# Awesome Rambone slingshot review



## Elite Slingshots (Aug 11, 2013)

I got the rambone slingshot yesterday and I loved is so much I had to make a review.

Here is the link to the review:





Here is the link to my channel if you want to see more vids:
http://m.youtube.com/user/eslingshots


----------



## treefork (Feb 1, 2010)

There was a recall. Did all the details work out?


----------



## Elite Slingshots (Aug 11, 2013)

I'm not sure, I made this before the recall and only just uploaded it yesterday. I have sent my rambone back no word yet about what has happed to it, It's a little confusing to me.


----------



## Clever Moniker (May 12, 2013)

Good review man!! I'd just change out the pouch if it was bothering ya.

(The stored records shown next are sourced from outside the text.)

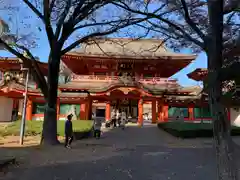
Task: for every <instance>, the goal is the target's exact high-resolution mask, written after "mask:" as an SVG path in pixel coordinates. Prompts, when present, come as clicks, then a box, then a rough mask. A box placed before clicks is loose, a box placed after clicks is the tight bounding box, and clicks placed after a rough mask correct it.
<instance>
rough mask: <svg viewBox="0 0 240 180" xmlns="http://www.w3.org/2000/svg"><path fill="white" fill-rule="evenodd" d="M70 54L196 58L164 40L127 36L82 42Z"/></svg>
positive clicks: (177, 57) (91, 55)
mask: <svg viewBox="0 0 240 180" xmlns="http://www.w3.org/2000/svg"><path fill="white" fill-rule="evenodd" d="M67 54H69V55H78V56H79V55H84V56H100V57H101V56H105V57H108V56H109V57H133V58H135V59H137V58H141V59H144V58H147V59H149V58H152V59H155V58H159V57H162V58H164V57H166V58H167V57H172V58H174V57H176V59H185V60H190V61H191V60H194V59H195V58H196V55H187V54H179V53H174V52H170V51H168V50H167V49H166V48H165V46H164V44H163V41H162V40H157V39H140V40H132V39H125V38H122V39H121V38H119V39H117V38H115V39H114V38H106V39H97V40H94V41H92V42H88V43H85V44H82V45H81V47H80V48H79V49H76V50H74V51H71V52H69V53H67Z"/></svg>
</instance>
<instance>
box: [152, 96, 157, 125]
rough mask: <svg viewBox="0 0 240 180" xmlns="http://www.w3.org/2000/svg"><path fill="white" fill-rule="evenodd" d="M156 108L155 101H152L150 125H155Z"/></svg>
mask: <svg viewBox="0 0 240 180" xmlns="http://www.w3.org/2000/svg"><path fill="white" fill-rule="evenodd" d="M156 111H157V107H156V99H154V100H152V123H153V124H155V123H157V114H156Z"/></svg>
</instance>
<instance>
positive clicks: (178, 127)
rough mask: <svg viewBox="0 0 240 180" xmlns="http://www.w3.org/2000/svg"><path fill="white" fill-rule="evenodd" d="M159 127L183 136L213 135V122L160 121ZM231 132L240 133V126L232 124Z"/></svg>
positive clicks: (182, 137) (181, 136) (165, 130)
mask: <svg viewBox="0 0 240 180" xmlns="http://www.w3.org/2000/svg"><path fill="white" fill-rule="evenodd" d="M158 127H159V128H160V129H163V130H165V131H166V132H168V133H170V134H172V135H173V136H175V137H181V138H196V137H212V136H213V127H212V123H193V122H164V123H159V124H158ZM231 134H232V135H233V136H237V135H240V128H239V127H236V126H232V131H231Z"/></svg>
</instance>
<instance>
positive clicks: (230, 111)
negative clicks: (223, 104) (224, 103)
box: [227, 108, 231, 122]
mask: <svg viewBox="0 0 240 180" xmlns="http://www.w3.org/2000/svg"><path fill="white" fill-rule="evenodd" d="M227 115H228V120H229V121H230V122H231V109H230V108H227Z"/></svg>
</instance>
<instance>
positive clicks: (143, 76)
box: [143, 74, 153, 78]
mask: <svg viewBox="0 0 240 180" xmlns="http://www.w3.org/2000/svg"><path fill="white" fill-rule="evenodd" d="M143 77H145V78H150V77H153V75H152V74H143Z"/></svg>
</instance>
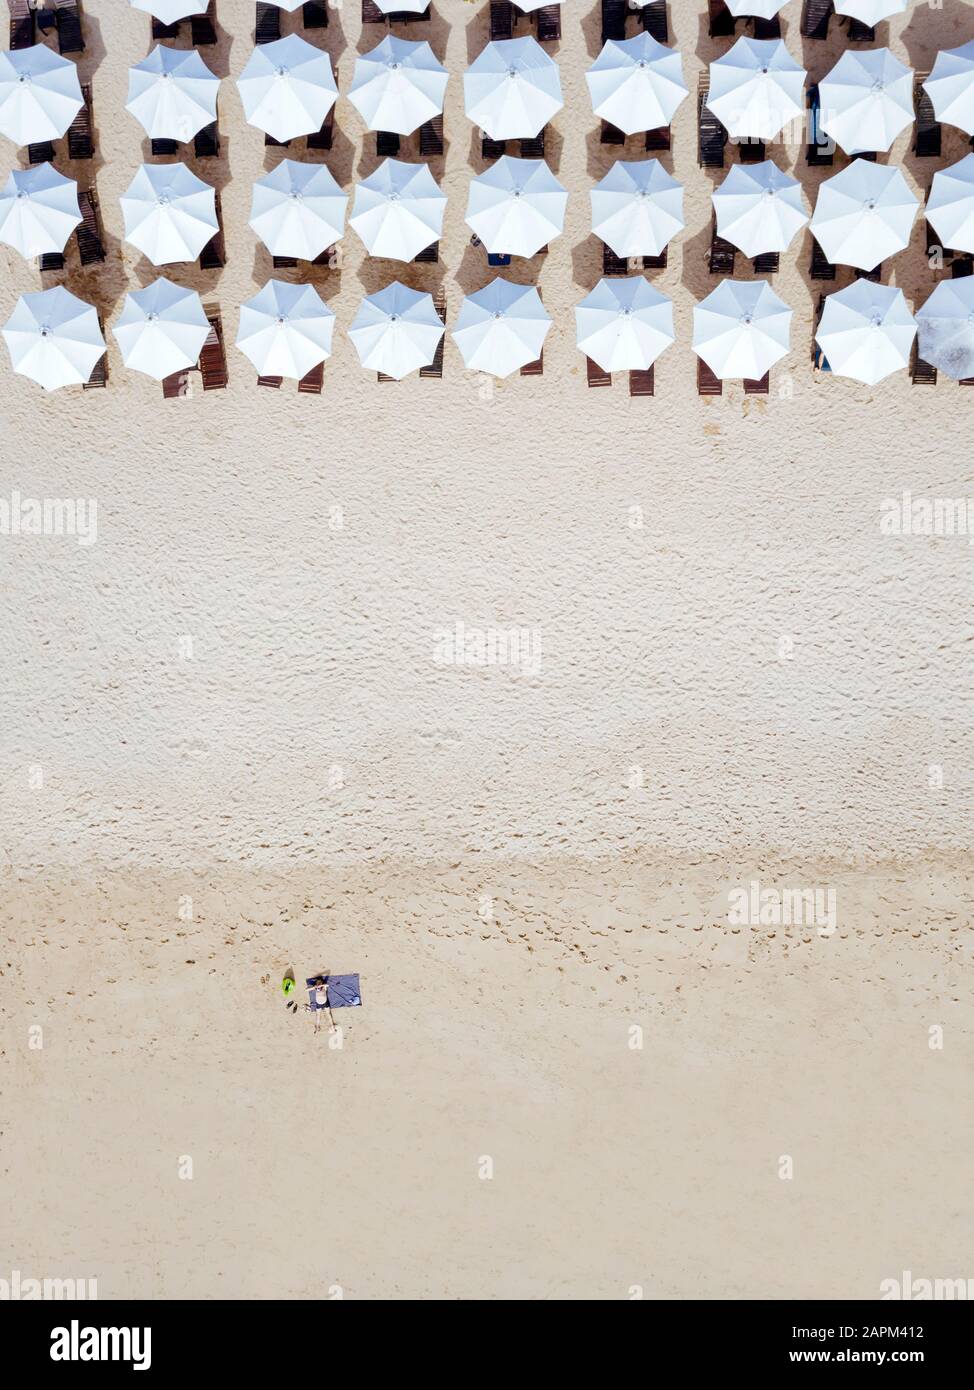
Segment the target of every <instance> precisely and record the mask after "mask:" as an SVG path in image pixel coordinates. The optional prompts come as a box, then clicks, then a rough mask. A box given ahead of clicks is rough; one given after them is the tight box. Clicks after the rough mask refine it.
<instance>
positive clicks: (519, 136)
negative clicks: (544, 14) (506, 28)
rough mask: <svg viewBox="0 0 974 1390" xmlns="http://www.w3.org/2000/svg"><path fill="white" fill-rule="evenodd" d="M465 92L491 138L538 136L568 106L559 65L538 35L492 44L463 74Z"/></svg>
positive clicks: (477, 123)
mask: <svg viewBox="0 0 974 1390" xmlns="http://www.w3.org/2000/svg"><path fill="white" fill-rule="evenodd" d="M463 95H464V108H465V111H467V115H468V117H470V120H471V121H474V122H475V124H477V125H479V126H481V129H482V131H485V133H486V135H488V136H489V139H492V140H520V139H534V136H535V135H538V132H539V131H540V129H542V128H543V126H545V125H547V122H549V121H550V120H552V117H553V115H554V113H556V111H560V110H561V107H563V104H564V103H563V100H561V76H560V74H559V68H557V64H556V63H554V61H553V60H552V58H549V56H547V54H546V53H545V50H543V49H542V46H540V43H538V40H536V39H499V40H497V42H496V43H488V46H486V49H484V51H482V53H481V54H479V57H478V58H475V60H474V61H472V63H471V65H470V67H468V68H467V71H465V72H464V78H463Z"/></svg>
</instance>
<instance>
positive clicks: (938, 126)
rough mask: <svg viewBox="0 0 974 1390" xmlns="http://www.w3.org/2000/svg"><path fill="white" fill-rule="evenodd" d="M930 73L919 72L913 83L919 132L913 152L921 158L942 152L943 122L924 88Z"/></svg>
mask: <svg viewBox="0 0 974 1390" xmlns="http://www.w3.org/2000/svg"><path fill="white" fill-rule="evenodd" d="M928 75H930V74H927V72H917V78H916V82H914V83H913V110H914V111H916V117H917V133H916V138H914V140H913V153H914V154H917V156H920V158H939V154H941V135H942V131H941V122H939V121H938V120H936V117H935V115H934V103H932V101H931V100H930V96H928V95H927V92H925V90H924V86H923V82H924V79H925V78H927V76H928Z"/></svg>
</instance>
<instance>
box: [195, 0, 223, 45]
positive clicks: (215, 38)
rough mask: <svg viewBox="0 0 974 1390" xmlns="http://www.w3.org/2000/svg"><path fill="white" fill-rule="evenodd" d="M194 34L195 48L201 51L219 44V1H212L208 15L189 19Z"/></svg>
mask: <svg viewBox="0 0 974 1390" xmlns="http://www.w3.org/2000/svg"><path fill="white" fill-rule="evenodd" d="M189 24H190V28H192V32H193V47H195V49H200V47H206V46H208V44H211V43H215V42H217V0H210V3H208V4H207V7H206V14H193V15H190V17H189Z"/></svg>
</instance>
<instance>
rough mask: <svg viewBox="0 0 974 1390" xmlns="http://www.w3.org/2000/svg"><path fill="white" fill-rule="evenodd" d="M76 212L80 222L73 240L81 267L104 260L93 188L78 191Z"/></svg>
mask: <svg viewBox="0 0 974 1390" xmlns="http://www.w3.org/2000/svg"><path fill="white" fill-rule="evenodd" d="M78 211H79V213H81V217H82V221H81V222H79V225H78V227H75V240H76V242H78V254H79V256H81V263H82V265H94V264H97V263H99V261H103V260H104V240H103V236H101V222H100V218H99V199H97V195H96V192H94V189H93V188H82V189H78Z"/></svg>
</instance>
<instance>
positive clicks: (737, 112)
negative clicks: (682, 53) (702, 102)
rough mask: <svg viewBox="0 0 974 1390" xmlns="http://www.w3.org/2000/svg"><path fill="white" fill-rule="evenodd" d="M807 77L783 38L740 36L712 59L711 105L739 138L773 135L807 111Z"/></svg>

I'm sure you will get a new one pretty soon. Simple-shot has good customer service.


----------



## Elite Slingshots (Aug 11, 2013)

Well I live in the UK and I bought mine from the slingshot channel store so im not sure when it will come


----------



## flipgun (Nov 14, 2012)

The recall was conducted in a Professional and efficient fashion. All replacement slingshots were tested beyond what an average shooter would expect load up. Good response for "ONE" broken shooter.


----------



## culcreuch (Dec 1, 2013)

Well.......due to the combination of a new hobby and a few to many beers over the Christmas period....I am now the proud owner of a Rambone in exactly the same configuration as above and complete with the new QA sticker.

I think I would have preferred the quick change slots to have been pre cut but other than that I am very pleased. It is comfortable, stable and shoots as well as I can make it. Can anyone confirm what the loops are. I think they are 2040......but as I am new to this .....I am not sure.

Brian


----------